The Birth of Geothermal Energy in Indonesia: A Journey from Kamojang Crater

 

February 1926—In the quiet, dense forests of West Java’s mountainous region, the roar of drilling machines shattered the stillness as a group of researchers embarked on a groundbreaking mission. The Netherland East Indies Volcanological Survey began drilling the first exploration well at Kamojang Crater, marking the beginning of Indonesia’s journey into geothermal energy exploration.

The task was far from easy. The fragile volcanic soil and unpredictable gas pressure presented significant challenges at every step. The first borehole had to be abandoned after a mud eruption occurred nearby, forcing the team to retreat temporarily. However, their perseverance soon paid off. The second well they drilled revealed a powerful gas blower at a depth of 18.60 meters, reigniting hope. But as if playing a trick, the gas disappeared as soon as the pipe was closed, leaving a mystery buried deep within the earth.

Undeterred, the researchers pressed on. The third well, drilled near Panggilingan Crater, produced almost pure steam at a depth of 60 meters. This steam, roaring with a pressure of 2.5 atm, was estimated to produce 8,000 kg/hour—enough to generate 900 kW of electricity. The team had uncovered a new and unexpected source of energy.

The fourth borehole, drilled to a depth of 105 meters, yielded steam at 140°C, but the pressure was too low to be of practical use. The exploration continued, and in September 1926, the fifth borehole was drilled. This time, the gas temperature reached 123°C, hot enough to boil water instantly.

By December 1928, the gas pressure in boreholes III and V had increased to 5 atm, with a stable temperature of 140°C. These two successful wells became the focus of ongoing observation for years. Daily measurements were taken until April 1934, when the temporary observation station was closed. The last temperature checks in April 1938 and May 1939 showed little change, confirming the stability of the geothermal source.

This pioneering series of events during the Dutch East Indies era is chronicled in the 1983 journal History of Volcanology in the Former Netherlands East Indies by M. Neumann van Padang. Neumann documented the early research on Kamojang Crater, highlighting the detailed studies conducted by Dutch scientists. In 1926, Taverne meticulously mapped the crater’s morphology, noting that the fumarole field was isolated from the Guntur cluster by an eroded volcanic ridge.

Later, in 1929, Stehn described the fumarole field and mud wells at Kamojang, where temperatures ranged between 90-94°C. Earlier, in 1896, Verbeek and Fennema had speculated that Kamojang Crater lay on the southeastern side of a large caldera, adding to the geological understanding of the area.

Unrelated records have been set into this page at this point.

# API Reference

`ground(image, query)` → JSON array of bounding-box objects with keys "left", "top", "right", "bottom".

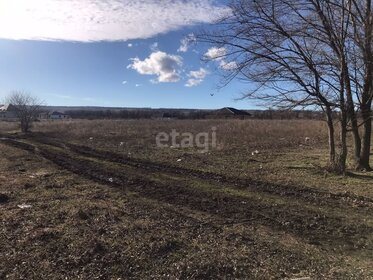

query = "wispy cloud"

[
  {"left": 0, "top": 0, "right": 229, "bottom": 42},
  {"left": 177, "top": 33, "right": 197, "bottom": 52},
  {"left": 185, "top": 68, "right": 209, "bottom": 87},
  {"left": 128, "top": 51, "right": 183, "bottom": 83},
  {"left": 204, "top": 47, "right": 227, "bottom": 60}
]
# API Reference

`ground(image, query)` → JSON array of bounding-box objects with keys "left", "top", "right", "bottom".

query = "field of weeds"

[{"left": 0, "top": 120, "right": 373, "bottom": 279}]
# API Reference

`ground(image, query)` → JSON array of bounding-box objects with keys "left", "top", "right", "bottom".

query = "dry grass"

[
  {"left": 0, "top": 120, "right": 373, "bottom": 280},
  {"left": 34, "top": 120, "right": 373, "bottom": 197}
]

The seeds of geothermal exploration were planted by a visionary idea from JB van Dijk, a researcher who, in 1918, proposed harnessing volcanic energy in the Dutch East Indies. Inspired by Italy’s success in using geothermal energy at Larderello, van Dijk’s writings sparked debate among experts, though his ideas were initially met with skepticism. It took eight years for the government to act, eventually funding the first drilling operations at Kamojang in 1926.

Despite the promising early discoveries, interest in Kamojang’s geothermal potential waned by the 1960s. It wasn’t until 1971 that the Indonesian government, in collaboration with New Zealand, resumed investigations into Kamojang’s geothermal capabilities. A year later, drilling commenced with the assistance of Geothermal Energy New Zealand Ltd. By 1979, ten wells capable of producing electricity had been successfully drilled. This led to the operation of Indonesia’s first geothermal power plant at Kamojang in 1982, with an initial capacity of 30 MW.

Following this, in 1987, two additional units were brought online, each producing 55 MW. Today, the three geothermal power units at Kamojang, managed by PT Indonesia Power Kamojang POMU, continue to operate with a combined capacity of 140 MW. They supply electricity to the interconnected grid serving Java, Bali, and Madura.

Indonesia, with its abundant volcanoes, has vast potential for geothermal energy. However, only 8.9% of the country’s 23,900 MW potential has been harnessed, according to Kompas.id. The high costs and advanced technology required for exploration have been significant barriers. Despite these challenges, PLN, the national electricity company, ensures that the performance of the Kamojang geothermal plant remains robust, with routine maintenance carried out every three years.

Environmental conservation is also a priority. PLN, through its subsidiary Indonesia Power, has taken steps to protect the forests surrounding the geothermal source. Local communities are empowered to plant coffee at the foot of Mount Papandayan, an initiative that not only prevents landslides but also preserves the water resources vital for sustaining geothermal energy.

Kamojang Crater, with its combination of natural serenity and industrial activity, stands as a testament to Indonesia’s long journey toward utilizing geothermal energy. From the early pioneering days of Dutch researchers to the modern machines that now harness this power, Kamojang Crater remains a symbol of the immense potential lying beneath the earth’s surface—a potential that, if fully realized, could transform the future of energy in Indonesia and beyond.